Backward compat: pre-Ch.26 checkpoints have no num_kv_heads field and default to num_heads on load — every Part-I .ckpt continues to work unchanged.


26.1 Setup

This chapter assumes Chapter 25 — mygpt/ has precompute_rope_cache, apply_rope, position_type threaded through MultiHeadAttention / TransformerBlock / GPT, and a --position {learned, rope} CLI flag. We are about to add one more knob along the same plan.

ls tinyshakespeare.txt || curl -s -o tinyshakespeare.txt https://raw.githubusercontent.com/karpathy/char-rnn/master/data/tinyshakespeare/input.txt

You are ready.


26.2 What multi-head attention actually spends parameters on

Recall the shape of a single attention layer at our default config (embed_dim = 64, num_heads = 4, head_dim = 16):

Matrix Shape Params
$W_Q$ (64, 64) 4,096
$W_K$ (64, 64) 4,096
$W_V$ (64, 64) 4,096
$W_O$ (64, 64) 4,096
Total   16,384

Note (64, 64) is (embed_dim, num_heads × head_dim) — the projection produces all $H$ heads’ worth of output in one shot, then we reshape into (B, T, num_heads, head_dim). With four layers we are spending $4 \times 16{,}384 = 65{,}536$ parameters just on attention projections.

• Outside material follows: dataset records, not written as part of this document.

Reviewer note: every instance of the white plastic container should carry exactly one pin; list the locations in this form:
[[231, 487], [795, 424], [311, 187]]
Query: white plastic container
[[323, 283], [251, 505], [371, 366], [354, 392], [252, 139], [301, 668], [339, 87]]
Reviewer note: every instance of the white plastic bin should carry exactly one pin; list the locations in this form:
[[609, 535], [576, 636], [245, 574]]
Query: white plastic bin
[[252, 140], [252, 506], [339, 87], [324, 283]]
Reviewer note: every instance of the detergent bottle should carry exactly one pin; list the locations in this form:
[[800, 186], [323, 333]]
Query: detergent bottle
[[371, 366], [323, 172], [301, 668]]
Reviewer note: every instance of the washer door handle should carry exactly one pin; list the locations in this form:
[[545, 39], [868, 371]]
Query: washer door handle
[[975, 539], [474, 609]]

Two empirical facts about real models point a way to shrink that:

  1. Query heads need to be diverse. Each query head learns a different “what am I looking for?” question. Cutting them down (multi-query attention, MQA) measurably hurts modelling quality.
  2. Key/value heads can be shared. Two query heads can share the same K/V representation — they ask different questions of the same answers. Llama-2 70B, Mistral, and most modern open-weight models use $G = 8$ query heads per KV head with no measurable quality drop versus full multi-head.

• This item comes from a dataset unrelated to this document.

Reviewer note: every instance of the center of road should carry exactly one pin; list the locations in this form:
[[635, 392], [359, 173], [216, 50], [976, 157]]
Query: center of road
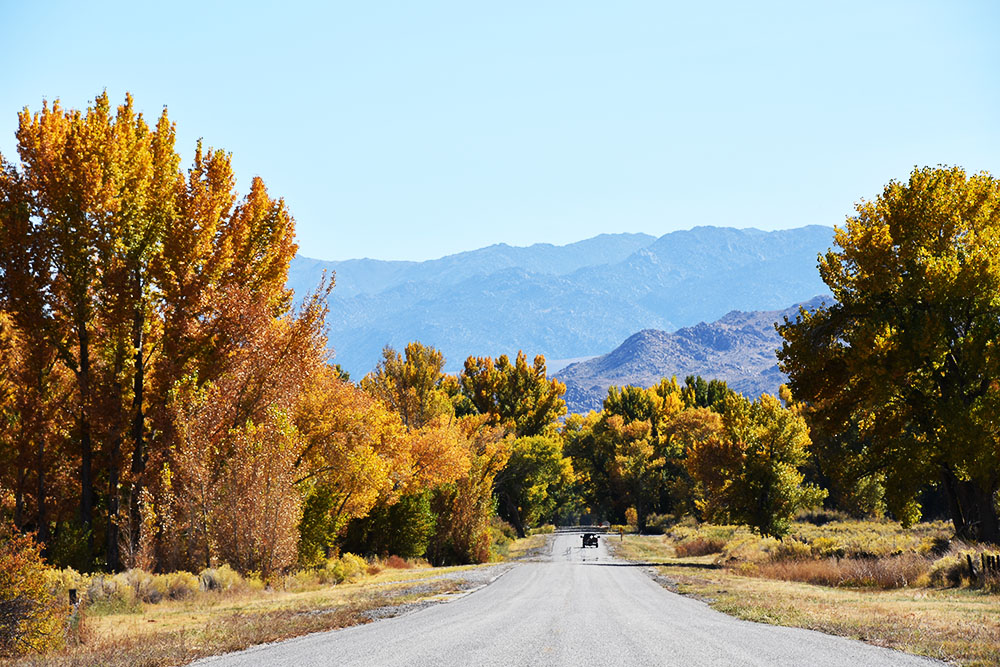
[[572, 606]]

GQA is the middle ground: keep all num_heads query heads, use num_kv_heads < num_heads key/value heads, and repeat each KV head $G = \text{num_heads} / \text{num_kv_heads}$ times before the dot-product. The MHA case ($G = 1$, i.e. num_kv_heads = num_heads) and the MQA case ($G = \text{num_heads}$, i.e. num_kv_heads = 1) are both special cases of GQA.


26.3 The shapes, drawn

At num_heads = 4, num_kv_heads = 2, head_dim = 16, sequence length $T$:

Q : (B, num_heads,    T, head_dim)   = (B, 4, T, 16)
K : (B, num_kv_heads, T, head_dim)   = (B, 2, T, 16)
V : (B, num_kv_heads, T, head_dim)   = (B, 2, T, 16)

(repeat K and V along the heads axis by G = num_heads / num_kv_heads = 2)

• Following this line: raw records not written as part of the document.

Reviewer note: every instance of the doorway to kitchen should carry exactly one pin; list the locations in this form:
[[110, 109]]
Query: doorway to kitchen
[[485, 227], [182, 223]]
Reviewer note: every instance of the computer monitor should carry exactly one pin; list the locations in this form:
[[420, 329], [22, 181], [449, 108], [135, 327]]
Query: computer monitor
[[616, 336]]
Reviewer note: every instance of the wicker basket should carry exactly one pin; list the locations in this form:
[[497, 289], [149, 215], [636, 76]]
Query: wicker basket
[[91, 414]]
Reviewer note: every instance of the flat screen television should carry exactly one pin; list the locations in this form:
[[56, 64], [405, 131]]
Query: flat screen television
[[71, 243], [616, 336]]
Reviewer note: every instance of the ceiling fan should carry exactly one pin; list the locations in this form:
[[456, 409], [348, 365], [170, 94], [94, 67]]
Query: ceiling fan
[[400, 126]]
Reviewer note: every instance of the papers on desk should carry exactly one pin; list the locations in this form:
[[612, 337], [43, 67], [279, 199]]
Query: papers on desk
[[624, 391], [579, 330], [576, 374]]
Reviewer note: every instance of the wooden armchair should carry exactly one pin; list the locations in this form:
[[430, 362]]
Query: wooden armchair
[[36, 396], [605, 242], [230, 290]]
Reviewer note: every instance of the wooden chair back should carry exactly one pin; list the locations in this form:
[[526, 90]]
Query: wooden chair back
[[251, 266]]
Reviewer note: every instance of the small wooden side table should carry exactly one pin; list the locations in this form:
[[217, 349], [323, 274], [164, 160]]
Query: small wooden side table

K': (B, num_heads,    T, head_dim)   = (B, 4, T, 16)
V': (B, num_heads,    T, head_dim)   = (B, 4, T, 16)

scores = Q @ K'.transpose(-2, -1) / sqrt(head_dim)   # (B, 4, T, T)
out    = softmax(scores) @ V'                        # (B, 4, T, 16)

The repeat is interleaved: KV head 0 serves query heads 0 and 1; KV head 1 serves query heads 2 and 3. (Other layouts exist; the interleaved one composes cleanly with torch.repeat_interleave and matches Llama’s reference implementation.)

The point: every other line of attention is unchanged from MHA. Only the K/V projections shrink and the K/V tensors get repeated before they meet $Q$.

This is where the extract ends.